Friday, October 19, 2012

Mental illness and violence

If I believed it was possible to jinx oneself, I would say that I jinxed myself; yesterday I said I had the best sleep ever, and then last night I didn't sleep at all. Fuck you, insomnia.

In spite of being something of a political junkie, I did not watch any of the US presidential debates; insomnia is to blame again, here. I have a hard enough time falling asleep as it is without my brain being all excited over politics, both in terms of dwelling on what answers I liked, and what answers I did not like. As a result, my knowledge of what was said during the debates was limited to what was reported in the news and on the various blogs I follow.

Mitt Romney said a lot of stupid shit in the debate on Tuesday (binders full of women, eh?), which I expected. I've seen a lot of commentary regarding Romney's answer to the question of gun violence, in which he cited heterosexual marriage and parenting as the solution. Not only is this insulting to single-parent families and other non-heteronormative families, it comes across as a personal attack on President Obama, who spent parts of his live being raised by a single-mother. Hey, Romney, I haven't forgotten which one of you was the bully that helped hold a kid down and give him a haircut because you thought he was gay, and it definitely wasn't the guy in the single-parent household.

That being said, I wasn't at all pleased with President Obama's answer to that question, either:

So my belief is that A, we have to enforce the laws we’ve already got, make sure that we’re keeping guns out of the hands of criminals, those who are mentally ill.

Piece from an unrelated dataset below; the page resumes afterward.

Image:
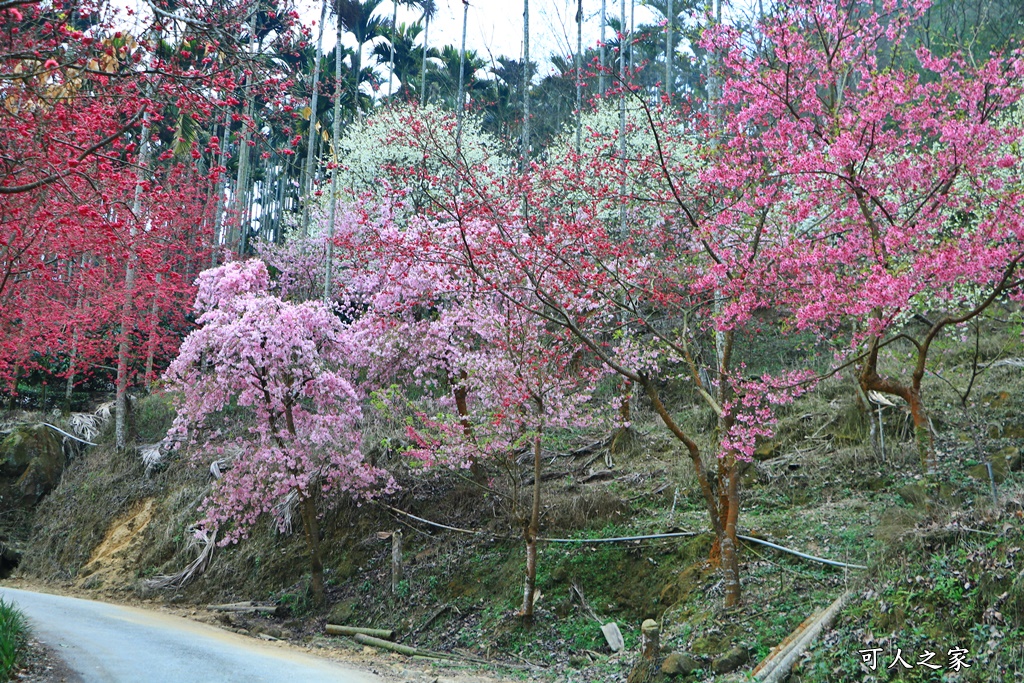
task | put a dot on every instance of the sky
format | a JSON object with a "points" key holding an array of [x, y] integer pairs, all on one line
{"points": [[495, 27]]}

We’ve done a much better job in terms of background checks, but we’ve got more to do when it comes to enforcement.

[...]

And so what I want is a — is a comprehensive strategy. Part of it is seeing if we can get automatic weapons that kill folks in amazing numbers out of the hands of criminals and the mentally ill. But part of it is also going deeper and seeing if we can get into these communities and making sure we catch violent impulses before they occur.
Because my depression really makes me want to get my hands on an AK-47 and shoot up a public place. Thanks, Mr. Obama, I didn't know that about myself.

The idea that mentally ill people are more likely than anyone else to be violent is just as bullshit as Romney's suggestion that heteronormative marriage leads to less violent offspring. It's also insulting, as is the correlation Obama made between mentally ill people and criminals. Not only are mentally ill no more likely to be violent than someone who isn't, we're actually more likely to be the targets of crime, including violent crime (source). This is in part because of the negative stigma surrounding mental illness, a stigma that the President of the United States just helped to perpetuate.

Targeting the mentally ill is not going to reduce gun violence in the US. Personally, I think that what's needed is a serious overhaul in the way Americans view guns, as well as their precious Second Amendment. American politicians, however, seem to be unwilling to criticize a problematic gun culture, and so instead they draft ineffective laws that aim to keep guns out of the hands of the mentally ill.

Obama's answer wasn't all bad; better enforcement of existing gun control laws is a good starting point, and trying to catch violent impulses before shit gets bad also sounds like an idea. Still, there was no need to give credence to an ableist, factually-incorrect stereotype about mentally ill people in the process. Part of Obama's gun control strategy should be protecting the mentally ill, not stigmatizing us.

I expected better from this president, and I'm kind of seething over how badly he fucked up with this question. I'll never express my anger with a gun, though.